A mulher lembrou imediatamente do tempo em que conviveu com Bruno, a escolha havia sido um impulso, sabia que haveria problemas e não resistiu ao olhar desafiador do menino:

- Lembro que tirei você de um lugar imundo, onde sofreu todos os tipos de maus tratos. Lembro que nunca consegui controlar seus... Impulsos!

- Vovozinha... Nenhuma das suas crianças está viva para contar o que sofreu nas suas doces mãozinhas. Poderia ao menos ser grata.

- Muito bem... Nós temos este problema e precisamos resolver.

- Você tem. Vou levar a mais novinha, este é o preço.

- Mas vão desconfiar, duas crianças de uma só vez é loucura! Pegue a menina daqui a um ou dois meses... Será mais seguro.

- Ok. Fique com seu corpo durante este tempo, apodrecendo na sua cozinha imaculada... Fedendo. É pegar ou largar. Decida-se.

Bruno sorriu para Maria da Gloria. Sentada no banco do carona, a pequena não parava de chorar, chamando o nome da irmã e pedindo para ir embora. Dentro de um saco plástico preto, o corpo de Luz seguia na caçamba da caminhonete, oculto entre as sucatas que ele comprava e revendia. Trabalhava em um ferro velho e, vez por outra, viajava para garimpar entre as cidades vizinhas. Um serviço que o colocava em movimento constante.

Sabia que podia acabar com a velha na hora que quisesse, mas não o fazia: Primeiro, ela sempre pedia favores e fornecia recompensas. Segundo, era a única pessoa que havia sobrado da sua infância.

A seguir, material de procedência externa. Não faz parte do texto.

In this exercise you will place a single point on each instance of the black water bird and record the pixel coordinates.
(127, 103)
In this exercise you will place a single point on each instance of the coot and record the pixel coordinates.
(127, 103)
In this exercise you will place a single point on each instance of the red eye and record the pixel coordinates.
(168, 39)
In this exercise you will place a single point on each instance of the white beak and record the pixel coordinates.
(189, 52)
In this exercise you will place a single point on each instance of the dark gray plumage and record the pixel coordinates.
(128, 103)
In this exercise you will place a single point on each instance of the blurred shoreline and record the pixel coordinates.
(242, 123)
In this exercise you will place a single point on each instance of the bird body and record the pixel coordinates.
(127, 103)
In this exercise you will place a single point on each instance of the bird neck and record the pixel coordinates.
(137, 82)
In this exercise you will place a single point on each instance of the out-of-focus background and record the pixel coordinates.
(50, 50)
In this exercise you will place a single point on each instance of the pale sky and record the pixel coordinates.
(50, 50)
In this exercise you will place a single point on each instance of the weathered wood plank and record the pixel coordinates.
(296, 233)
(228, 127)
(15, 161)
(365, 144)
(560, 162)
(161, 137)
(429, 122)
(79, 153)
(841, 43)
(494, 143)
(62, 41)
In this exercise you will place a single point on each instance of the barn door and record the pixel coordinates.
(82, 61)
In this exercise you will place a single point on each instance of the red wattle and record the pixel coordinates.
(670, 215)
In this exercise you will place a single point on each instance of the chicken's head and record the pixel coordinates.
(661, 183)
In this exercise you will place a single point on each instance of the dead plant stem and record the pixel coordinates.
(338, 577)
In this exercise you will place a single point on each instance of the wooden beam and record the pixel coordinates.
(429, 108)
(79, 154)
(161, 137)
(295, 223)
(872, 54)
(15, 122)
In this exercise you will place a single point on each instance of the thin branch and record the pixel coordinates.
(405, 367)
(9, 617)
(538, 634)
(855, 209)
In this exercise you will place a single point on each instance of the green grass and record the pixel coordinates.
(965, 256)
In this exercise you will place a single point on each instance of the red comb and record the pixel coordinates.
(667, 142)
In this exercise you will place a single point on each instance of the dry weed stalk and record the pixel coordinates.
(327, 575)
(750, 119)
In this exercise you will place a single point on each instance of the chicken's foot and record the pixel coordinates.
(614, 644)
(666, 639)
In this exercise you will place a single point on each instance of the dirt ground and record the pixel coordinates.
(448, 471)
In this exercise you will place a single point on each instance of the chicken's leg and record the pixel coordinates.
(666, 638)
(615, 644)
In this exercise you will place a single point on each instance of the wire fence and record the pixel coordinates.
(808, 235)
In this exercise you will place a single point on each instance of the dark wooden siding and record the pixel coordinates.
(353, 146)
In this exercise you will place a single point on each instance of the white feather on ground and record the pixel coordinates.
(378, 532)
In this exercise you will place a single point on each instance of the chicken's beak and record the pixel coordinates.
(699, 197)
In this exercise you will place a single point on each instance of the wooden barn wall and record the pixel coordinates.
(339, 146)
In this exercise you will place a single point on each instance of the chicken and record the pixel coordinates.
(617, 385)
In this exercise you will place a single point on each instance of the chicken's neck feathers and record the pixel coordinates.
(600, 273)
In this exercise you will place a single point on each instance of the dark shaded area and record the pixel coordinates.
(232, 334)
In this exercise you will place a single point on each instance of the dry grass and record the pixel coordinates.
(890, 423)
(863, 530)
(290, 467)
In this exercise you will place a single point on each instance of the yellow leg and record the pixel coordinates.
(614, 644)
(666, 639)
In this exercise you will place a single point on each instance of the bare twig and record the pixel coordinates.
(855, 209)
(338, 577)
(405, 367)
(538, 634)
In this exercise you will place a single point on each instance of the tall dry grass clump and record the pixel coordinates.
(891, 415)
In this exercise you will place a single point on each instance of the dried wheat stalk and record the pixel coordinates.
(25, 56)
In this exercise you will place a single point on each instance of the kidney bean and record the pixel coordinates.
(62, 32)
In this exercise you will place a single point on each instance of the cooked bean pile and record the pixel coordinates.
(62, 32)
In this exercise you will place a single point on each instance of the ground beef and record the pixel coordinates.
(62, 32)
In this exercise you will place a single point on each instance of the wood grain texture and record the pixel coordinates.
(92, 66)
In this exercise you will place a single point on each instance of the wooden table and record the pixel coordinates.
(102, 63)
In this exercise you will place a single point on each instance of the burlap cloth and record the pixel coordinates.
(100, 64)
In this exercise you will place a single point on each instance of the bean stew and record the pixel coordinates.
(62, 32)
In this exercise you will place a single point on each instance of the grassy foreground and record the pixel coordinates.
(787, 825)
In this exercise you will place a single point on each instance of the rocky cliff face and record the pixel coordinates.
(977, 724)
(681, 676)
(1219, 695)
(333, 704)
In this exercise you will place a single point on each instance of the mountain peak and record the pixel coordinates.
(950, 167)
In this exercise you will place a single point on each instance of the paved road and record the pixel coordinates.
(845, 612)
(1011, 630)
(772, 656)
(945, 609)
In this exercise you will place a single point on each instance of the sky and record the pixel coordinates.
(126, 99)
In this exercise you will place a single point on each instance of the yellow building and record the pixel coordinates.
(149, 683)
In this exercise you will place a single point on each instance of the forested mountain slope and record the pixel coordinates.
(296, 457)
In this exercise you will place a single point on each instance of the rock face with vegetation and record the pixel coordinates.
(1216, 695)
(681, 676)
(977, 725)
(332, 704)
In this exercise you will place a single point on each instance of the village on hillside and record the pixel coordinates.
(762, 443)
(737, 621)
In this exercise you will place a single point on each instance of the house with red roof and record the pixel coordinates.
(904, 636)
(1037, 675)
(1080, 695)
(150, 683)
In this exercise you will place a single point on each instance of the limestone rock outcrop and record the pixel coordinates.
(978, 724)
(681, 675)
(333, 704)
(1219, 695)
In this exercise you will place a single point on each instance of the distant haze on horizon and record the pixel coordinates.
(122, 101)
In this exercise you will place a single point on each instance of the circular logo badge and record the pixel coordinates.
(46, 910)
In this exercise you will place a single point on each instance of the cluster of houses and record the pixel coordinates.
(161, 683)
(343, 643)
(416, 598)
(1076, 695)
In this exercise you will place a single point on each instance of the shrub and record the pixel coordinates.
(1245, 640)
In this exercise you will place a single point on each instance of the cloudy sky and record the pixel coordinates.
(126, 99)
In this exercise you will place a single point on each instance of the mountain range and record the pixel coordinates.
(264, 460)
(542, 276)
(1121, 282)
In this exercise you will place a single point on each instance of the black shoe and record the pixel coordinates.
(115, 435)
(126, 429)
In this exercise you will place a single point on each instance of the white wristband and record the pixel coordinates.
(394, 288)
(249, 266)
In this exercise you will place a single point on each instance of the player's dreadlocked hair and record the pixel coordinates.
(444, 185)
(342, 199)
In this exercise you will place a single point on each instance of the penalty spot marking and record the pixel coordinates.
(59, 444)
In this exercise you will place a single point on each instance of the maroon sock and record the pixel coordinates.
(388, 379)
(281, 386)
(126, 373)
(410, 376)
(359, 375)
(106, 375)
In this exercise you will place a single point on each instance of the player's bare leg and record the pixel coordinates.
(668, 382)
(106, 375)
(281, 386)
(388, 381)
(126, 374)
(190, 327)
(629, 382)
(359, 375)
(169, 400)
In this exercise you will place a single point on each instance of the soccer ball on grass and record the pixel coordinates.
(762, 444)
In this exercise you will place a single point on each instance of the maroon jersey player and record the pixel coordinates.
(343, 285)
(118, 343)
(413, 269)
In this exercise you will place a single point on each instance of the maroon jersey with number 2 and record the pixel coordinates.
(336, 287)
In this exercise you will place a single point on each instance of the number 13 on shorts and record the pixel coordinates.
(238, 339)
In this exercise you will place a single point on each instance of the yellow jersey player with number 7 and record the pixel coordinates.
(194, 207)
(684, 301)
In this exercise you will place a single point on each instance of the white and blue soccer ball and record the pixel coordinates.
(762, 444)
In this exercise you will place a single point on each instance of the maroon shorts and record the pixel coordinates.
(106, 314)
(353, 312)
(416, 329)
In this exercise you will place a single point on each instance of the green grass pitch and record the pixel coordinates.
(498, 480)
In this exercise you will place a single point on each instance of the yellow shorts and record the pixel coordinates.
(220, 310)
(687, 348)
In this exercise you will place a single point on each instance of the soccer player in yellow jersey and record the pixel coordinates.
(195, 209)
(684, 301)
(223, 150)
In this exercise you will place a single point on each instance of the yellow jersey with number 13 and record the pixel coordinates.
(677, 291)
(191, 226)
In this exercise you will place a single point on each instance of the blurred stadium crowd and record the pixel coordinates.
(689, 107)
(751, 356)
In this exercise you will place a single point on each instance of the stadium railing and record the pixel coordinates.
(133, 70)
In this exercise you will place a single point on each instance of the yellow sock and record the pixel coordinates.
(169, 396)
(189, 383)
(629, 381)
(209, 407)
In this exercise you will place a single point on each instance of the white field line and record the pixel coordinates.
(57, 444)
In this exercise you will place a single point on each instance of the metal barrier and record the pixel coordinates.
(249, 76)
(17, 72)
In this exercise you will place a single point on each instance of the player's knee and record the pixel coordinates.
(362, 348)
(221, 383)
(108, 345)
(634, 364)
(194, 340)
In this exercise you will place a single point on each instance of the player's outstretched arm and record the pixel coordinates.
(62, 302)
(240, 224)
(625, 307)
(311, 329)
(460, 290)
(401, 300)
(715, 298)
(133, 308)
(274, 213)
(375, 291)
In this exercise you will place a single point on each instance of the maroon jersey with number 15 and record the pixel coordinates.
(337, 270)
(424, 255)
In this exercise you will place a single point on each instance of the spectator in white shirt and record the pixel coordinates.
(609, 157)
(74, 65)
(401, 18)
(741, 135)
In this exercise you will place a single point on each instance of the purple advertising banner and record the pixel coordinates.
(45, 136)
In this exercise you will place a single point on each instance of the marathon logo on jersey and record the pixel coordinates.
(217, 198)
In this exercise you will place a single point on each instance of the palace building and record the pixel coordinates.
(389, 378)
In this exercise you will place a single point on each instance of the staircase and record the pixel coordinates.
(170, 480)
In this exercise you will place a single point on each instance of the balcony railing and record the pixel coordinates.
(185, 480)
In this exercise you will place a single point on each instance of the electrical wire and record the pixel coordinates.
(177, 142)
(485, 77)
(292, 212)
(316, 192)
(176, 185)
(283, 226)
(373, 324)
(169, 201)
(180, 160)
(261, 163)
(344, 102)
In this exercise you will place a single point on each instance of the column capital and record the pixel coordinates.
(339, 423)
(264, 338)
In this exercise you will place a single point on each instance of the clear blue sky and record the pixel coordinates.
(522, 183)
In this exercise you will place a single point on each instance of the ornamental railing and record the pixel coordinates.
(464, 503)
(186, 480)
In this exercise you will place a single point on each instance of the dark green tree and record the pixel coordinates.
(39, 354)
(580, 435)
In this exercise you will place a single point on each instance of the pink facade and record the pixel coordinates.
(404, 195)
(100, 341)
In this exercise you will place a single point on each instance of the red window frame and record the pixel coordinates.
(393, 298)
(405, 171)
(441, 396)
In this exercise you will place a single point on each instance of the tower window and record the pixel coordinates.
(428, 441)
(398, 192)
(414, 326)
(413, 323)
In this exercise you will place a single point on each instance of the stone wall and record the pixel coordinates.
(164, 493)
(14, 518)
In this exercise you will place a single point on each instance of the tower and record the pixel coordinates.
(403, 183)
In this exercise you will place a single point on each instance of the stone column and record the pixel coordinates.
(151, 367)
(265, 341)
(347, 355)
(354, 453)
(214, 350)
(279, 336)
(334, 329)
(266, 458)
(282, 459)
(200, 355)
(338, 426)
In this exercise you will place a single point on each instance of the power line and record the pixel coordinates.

As assistentes sociais que sempre o repreendiam, os coleguinhas odiosos e até a professora, estavam mortos. Bruno vivia enfiado na biblioteca, estudou em meses o equivalente a anos de aulas...

A menina chorona começou a incomodar e levou um forte tapa. Imediatamente encolheu-se no cantinho e passou a soluçar. Bruno sentiu fome e puxou uma sacola do banco de trás. Não gostava de parar na estrada e sempre preferiu fazer sua própria comida. O cheirinho de pastrame abriu o apetite, jogou um sanduíche para a garota e mordeu o seu com vontade. O pão parecia crocante, pedacinhos estalaram sob seus dentes... Pegou a caixa de suco e tomou um gole, foi quando notou um pontinho branco, movimentando-se no canudinho lentamente... Apertou os olhos, apurando a visão... Era um verme. Um pequenino e gordo verme.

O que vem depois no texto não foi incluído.